Some prepare the fire, stacking a quarter of a cord in a single layer upon the body, along with juniper boughs and a splash of kerosine, before inviting the family forward to set it ablaze. As it burns, reaching as much as 1,500 degrees over the course of three hours, another volunteer churns the coals.

Sometimes, as the fire dies down, and the remains settle into the blackened grate, a bleached bone will surface, catching the eye of a family member who requests to take it home the next morning — a relic of their beloved.

“This is how we learn how to do death — to be around it,” said Elizabeth Mattis, who gathered some bones and ashes from the cooling pyre after her father Marv’s cremation. “I think in doing so, it makes you less afraid.”

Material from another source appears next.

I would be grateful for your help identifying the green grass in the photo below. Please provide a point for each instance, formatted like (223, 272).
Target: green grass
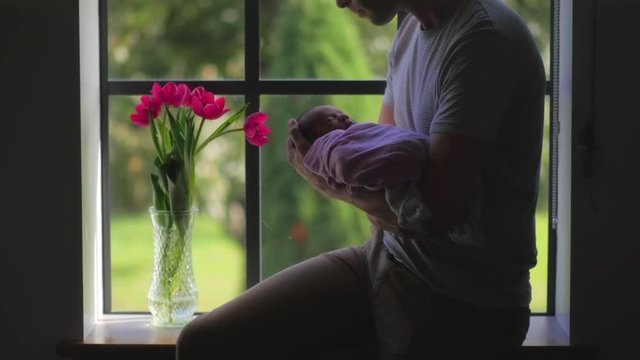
(219, 263)
(539, 273)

Visitors gather at the Colorado Burial ...

Lisa Marshall

Visitors gather at the Colorado Burial Preserve in Florence, Colo. on the first day of spring, 2022 for a service for Joseph Poisson, the first person in the state to undergo body composting. Visitors took turns raking the nutrient-rich remains into the soil to replenish it.

Back to the earth

Just after 2 p.m. on the first day of spring 2022, the sky was a flawless cobalt blue, and birdsong filled the air.

At the Colorado Burial Preserve, a scenic, 65-acre slice of former rangeland south of Florence, a small crowd began to gather, filing in to place flowers and cards on a table at the front and take their seats on hay bales as a cellist played “Oh Danny Boy” in the background.